Francesca’s swings to Q1 loss; to evaluate store portfolio
Francesca’s Holdings Corp. posted a loss in its first-quarter as traffic to its stores slowed.
The women’s apparel and accessories retailer had a net loss of $16.2 million, or 47 cents a share, in the quarter ended Nov.3, compared to earnings of $0.2 million, or 1 cent a share, in the year-ago period. Adjusted loss came to 17 cents, in line with Street estimates.
Sales fell 10% to $95.4 million, slightly ahead of estimates of $95.1 million. Same-store sales fell 14%.
“Our biggest challenge and focus is to drive improved traffic trends in brick-and-mortar,” said CEO Steve Lawrence. “We are stepping up our marketing efforts with increased investments in influencers, and digital and social media. Our primary focus of this is to increase frequency of visits with existing guests through increased engagement, while winning back lapsed shoppers who have not purchased with us in the last six to 12 months.”

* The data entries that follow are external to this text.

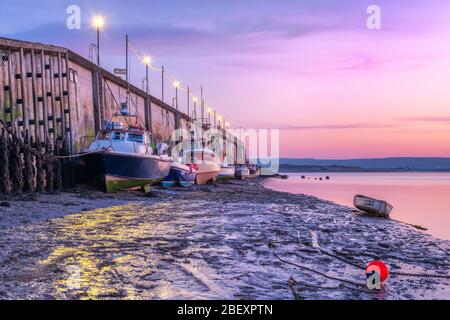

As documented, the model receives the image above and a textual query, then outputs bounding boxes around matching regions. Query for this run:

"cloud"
[277,123,394,131]
[398,115,450,123]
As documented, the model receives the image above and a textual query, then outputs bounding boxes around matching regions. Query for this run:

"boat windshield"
[128,133,144,143]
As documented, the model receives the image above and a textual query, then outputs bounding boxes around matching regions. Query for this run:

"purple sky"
[0,0,450,158]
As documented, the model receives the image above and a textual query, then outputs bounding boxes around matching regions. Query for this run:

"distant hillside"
[280,157,450,171]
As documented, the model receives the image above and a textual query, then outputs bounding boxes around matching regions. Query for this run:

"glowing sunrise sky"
[0,0,450,158]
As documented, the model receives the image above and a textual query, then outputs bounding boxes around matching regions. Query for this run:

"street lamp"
[206,108,212,124]
[142,56,152,138]
[173,81,180,110]
[142,56,152,94]
[192,97,198,119]
[92,16,105,67]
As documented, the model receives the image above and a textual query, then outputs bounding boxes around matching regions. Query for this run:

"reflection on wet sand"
[41,204,151,299]
[0,182,450,299]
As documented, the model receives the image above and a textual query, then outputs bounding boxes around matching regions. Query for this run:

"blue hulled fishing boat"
[161,162,196,187]
[83,117,172,192]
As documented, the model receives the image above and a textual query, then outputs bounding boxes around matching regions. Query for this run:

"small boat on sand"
[216,161,236,180]
[183,148,220,185]
[353,194,393,219]
[83,117,172,193]
[161,162,197,187]
[248,164,261,179]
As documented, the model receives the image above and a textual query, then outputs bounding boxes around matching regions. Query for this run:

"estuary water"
[265,172,450,240]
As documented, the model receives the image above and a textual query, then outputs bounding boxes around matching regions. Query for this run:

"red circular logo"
[366,260,389,282]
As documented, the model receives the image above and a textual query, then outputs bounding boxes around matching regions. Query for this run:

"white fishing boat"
[82,114,172,192]
[353,194,393,218]
[248,164,261,179]
[217,160,236,180]
[235,164,250,180]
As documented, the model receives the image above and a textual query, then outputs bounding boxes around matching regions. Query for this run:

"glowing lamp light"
[92,16,105,29]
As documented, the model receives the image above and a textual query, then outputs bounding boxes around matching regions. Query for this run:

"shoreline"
[0,179,450,299]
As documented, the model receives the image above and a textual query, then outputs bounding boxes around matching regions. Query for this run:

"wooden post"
[8,50,17,132]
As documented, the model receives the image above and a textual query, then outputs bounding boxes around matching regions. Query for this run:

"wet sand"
[0,180,450,299]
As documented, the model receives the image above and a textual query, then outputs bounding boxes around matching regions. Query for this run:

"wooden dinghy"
[353,194,393,219]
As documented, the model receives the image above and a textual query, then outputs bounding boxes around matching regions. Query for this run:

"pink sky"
[0,0,450,158]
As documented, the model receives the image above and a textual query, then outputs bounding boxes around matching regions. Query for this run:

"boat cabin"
[89,129,153,155]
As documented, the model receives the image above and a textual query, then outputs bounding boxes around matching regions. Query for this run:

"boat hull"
[353,195,393,218]
[84,152,171,193]
[236,168,250,180]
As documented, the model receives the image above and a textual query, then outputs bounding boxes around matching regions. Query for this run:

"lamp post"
[192,97,198,119]
[142,56,152,95]
[187,86,191,117]
[142,56,152,134]
[92,16,105,67]
[161,66,164,102]
[200,85,205,123]
[206,108,212,124]
[173,81,180,110]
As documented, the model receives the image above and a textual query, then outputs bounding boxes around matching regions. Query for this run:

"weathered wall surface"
[0,38,188,153]
[0,42,71,146]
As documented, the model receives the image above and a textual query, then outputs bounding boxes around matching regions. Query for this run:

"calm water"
[266,172,450,240]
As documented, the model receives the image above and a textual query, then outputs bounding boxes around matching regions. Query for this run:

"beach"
[0,179,450,299]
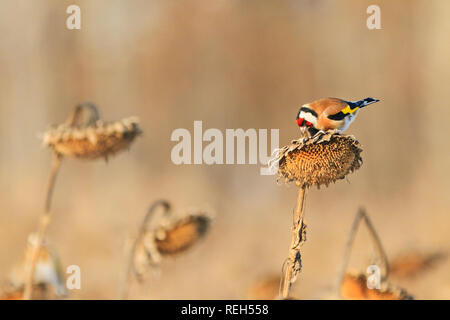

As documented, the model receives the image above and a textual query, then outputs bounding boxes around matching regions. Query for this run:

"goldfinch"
[296,98,380,135]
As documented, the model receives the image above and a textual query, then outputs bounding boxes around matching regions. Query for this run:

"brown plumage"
[296,98,379,134]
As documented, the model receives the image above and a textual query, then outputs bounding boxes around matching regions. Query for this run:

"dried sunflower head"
[9,234,67,296]
[340,273,413,300]
[133,208,211,281]
[154,214,211,255]
[271,131,362,187]
[43,103,142,159]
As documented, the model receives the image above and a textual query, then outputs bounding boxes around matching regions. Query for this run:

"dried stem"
[280,186,306,299]
[119,200,170,300]
[338,208,389,296]
[24,153,62,300]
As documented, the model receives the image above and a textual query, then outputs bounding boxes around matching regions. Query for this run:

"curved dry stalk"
[24,153,62,300]
[337,208,389,296]
[119,200,171,300]
[280,186,306,299]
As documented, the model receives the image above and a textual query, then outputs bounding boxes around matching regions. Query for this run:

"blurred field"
[0,0,450,299]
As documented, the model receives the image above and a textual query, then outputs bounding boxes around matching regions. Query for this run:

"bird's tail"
[354,98,380,108]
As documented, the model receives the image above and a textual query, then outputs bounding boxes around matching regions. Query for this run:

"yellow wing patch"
[341,106,359,114]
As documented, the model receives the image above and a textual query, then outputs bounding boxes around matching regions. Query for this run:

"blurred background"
[0,0,450,299]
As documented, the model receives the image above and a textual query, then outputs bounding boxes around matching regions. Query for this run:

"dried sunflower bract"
[271,131,362,187]
[43,105,142,159]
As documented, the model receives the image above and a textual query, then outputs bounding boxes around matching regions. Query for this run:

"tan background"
[0,0,450,299]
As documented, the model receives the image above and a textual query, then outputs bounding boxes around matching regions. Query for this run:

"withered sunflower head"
[43,103,142,159]
[271,131,362,187]
[154,214,211,256]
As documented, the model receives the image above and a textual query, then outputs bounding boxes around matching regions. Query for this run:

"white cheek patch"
[300,111,317,126]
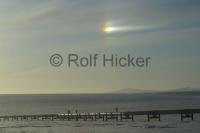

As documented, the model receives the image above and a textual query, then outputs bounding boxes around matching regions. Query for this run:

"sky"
[0,0,200,94]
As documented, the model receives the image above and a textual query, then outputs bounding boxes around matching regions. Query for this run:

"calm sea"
[0,94,200,115]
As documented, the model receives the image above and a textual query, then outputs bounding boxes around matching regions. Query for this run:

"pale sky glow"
[0,0,200,93]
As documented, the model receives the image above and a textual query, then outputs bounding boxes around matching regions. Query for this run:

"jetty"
[0,108,200,121]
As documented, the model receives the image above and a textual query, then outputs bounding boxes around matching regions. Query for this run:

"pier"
[0,108,200,121]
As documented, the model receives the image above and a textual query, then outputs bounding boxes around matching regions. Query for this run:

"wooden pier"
[0,109,200,121]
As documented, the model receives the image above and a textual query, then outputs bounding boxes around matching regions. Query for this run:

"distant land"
[111,87,200,96]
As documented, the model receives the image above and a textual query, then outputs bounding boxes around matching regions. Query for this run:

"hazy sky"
[0,0,200,93]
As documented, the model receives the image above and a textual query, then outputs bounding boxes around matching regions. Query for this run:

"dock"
[0,108,200,121]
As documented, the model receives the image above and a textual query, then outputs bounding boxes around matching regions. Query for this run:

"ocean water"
[0,94,200,133]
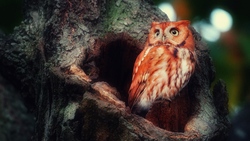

Lawrence added that Francesca’s has brought on a consulting firm to help it drive traffic through a variety of merchandising initiatives, including attention-grabbing window displays and lease line presentations. In addition, the retailer is evaluating its real estate portfolio with the goal of closing underperforming locations. (At the end of the quarter, Francesca’s operated approximately 738 stores nationwide.)
“We believe the right long-term strategy for success is to have a strong e-commerce business which complements a vibrant brick-and-mortar footprint, and to accomplish this, we need to optimize our real estate portfolio,” Lawrence said. “We believe the actions we are taking will help stabilize our business and we will be able to move back to top line and bottom line growth while solidifying our unique position as the only national chain of boutiques.”